Merge branch 'main' into nemotron3-tiny-tests

sergiopaniego · web-flow · commit 8122d6de9fd7 · 2026-03-13T10:16:08.000+01:00
diff --git a/tests/test_dpo_trainer.py b/tests/test_dpo_trainer.py
@@ -22,7 +22,7 @@
 from transformers.utils import is_peft_available
 
 from trl import DPOConfig, DPOTrainer
-from trl.trainer.dpo_trainer import DataCollatorForPreference
+from trl.trainer.dpo_trainer import DataCollatorForPreference, DataCollatorForVisionPreference
 
 from .testing_utils import (
     TrlTestCase,
@@ -132,6 +132,38 @@ def test_with_pad_to_multiple_of(self):
         torch.testing.assert_close(result["input_ids"], expected_input_ids)
 
 
+class TestDataCollatorForVisionPreference(TrlTestCase):
+    @pytest.mark.skipif(
+        Version(transformers.__version__) < Version("5.3.0"),
+        reason="mm_token_type_ids are returned by default since transformers-5.3.0 (see transformers#43972)",
+    )
+    @require_vision
+    def test_mm_token_type_ids_shape(self):
+        # Regression test: when the processor returns mm_token_type_ids (e.g. Qwen2.5-VL after
+        # transformers#43972), the collator must concatenate it with zeros for the completion part
+        # so that its shape matches input_ids. Without the fix this raises an IndexError in the model.

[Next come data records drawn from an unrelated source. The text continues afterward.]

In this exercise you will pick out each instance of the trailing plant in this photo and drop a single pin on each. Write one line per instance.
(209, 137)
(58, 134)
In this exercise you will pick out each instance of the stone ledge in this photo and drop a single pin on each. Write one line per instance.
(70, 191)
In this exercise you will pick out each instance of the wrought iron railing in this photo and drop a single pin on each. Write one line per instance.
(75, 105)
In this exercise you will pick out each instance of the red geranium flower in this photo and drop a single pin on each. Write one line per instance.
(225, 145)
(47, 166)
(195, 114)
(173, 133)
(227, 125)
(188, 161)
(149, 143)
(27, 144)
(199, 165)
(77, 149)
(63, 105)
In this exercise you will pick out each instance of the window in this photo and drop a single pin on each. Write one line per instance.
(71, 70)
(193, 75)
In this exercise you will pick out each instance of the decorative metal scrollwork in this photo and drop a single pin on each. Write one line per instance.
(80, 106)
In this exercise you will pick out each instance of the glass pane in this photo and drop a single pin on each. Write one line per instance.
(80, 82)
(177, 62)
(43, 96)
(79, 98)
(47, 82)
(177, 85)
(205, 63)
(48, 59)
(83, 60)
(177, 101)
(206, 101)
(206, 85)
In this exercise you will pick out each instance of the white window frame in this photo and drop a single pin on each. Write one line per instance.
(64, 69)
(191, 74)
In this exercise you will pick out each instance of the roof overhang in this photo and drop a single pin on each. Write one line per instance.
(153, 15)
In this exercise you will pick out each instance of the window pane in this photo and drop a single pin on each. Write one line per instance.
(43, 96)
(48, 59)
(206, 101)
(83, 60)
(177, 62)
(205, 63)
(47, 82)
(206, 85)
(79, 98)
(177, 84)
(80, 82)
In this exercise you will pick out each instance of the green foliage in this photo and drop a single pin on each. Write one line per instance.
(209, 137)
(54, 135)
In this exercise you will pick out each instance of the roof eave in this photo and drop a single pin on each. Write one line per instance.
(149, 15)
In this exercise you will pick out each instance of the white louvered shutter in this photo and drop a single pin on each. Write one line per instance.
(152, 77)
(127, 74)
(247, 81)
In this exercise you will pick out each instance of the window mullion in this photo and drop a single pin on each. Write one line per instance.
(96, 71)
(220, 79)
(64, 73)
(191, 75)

+        from PIL import Image
+        from transformers import AutoProcessor
+
+        processor = AutoProcessor.from_pretrained("trl-internal-testing/tiny-Qwen2_5_VLForConditionalGeneration")
+        collator = DataCollatorForVisionPreference(processor)
+        image = Image.new("RGB", (16, 16))
+        examples = [
+            {
+                "images": [image],
+                "prompt": [{"role": "user", "content": "What is this?"}],
+                "chosen": [{"role": "assistant", "content": "A red square."}],
+                "rejected": [{"role": "assistant", "content": "A blue circle."}],
+            }
+        ]
+        output = collator(examples)
+        assert "mm_token_type_ids" in output
+        assert output["mm_token_type_ids"].shape == output["input_ids"].shape, (
+            f"mm_token_type_ids shape {output['mm_token_type_ids'].shape} != "
+            f"input_ids shape {output['input_ids'].shape}"
+        )
+
+
 class TestDPOTrainer(TrlTestCase):
     @pytest.mark.parametrize(
         "model_id",
diff --git a/trl/experimental/bco/bco_trainer.py b/trl/experimental/bco/bco_trainer.py
@@ -439,6 +439,9 @@ def __init__(
         if type(args) is TrainingArguments:
             raise ValueError("Please use `BCOConfig` instead `TrainingArguments`.")
 
+        if train_dataset is None:
+            raise ValueError("`train_dataset` is required")
+
         if not isinstance(model, str) and model is not None and ref_model is model:
             raise ValueError(
                 "`model` and `ref_model` cannot be the same object. If you want `ref_model` to be the "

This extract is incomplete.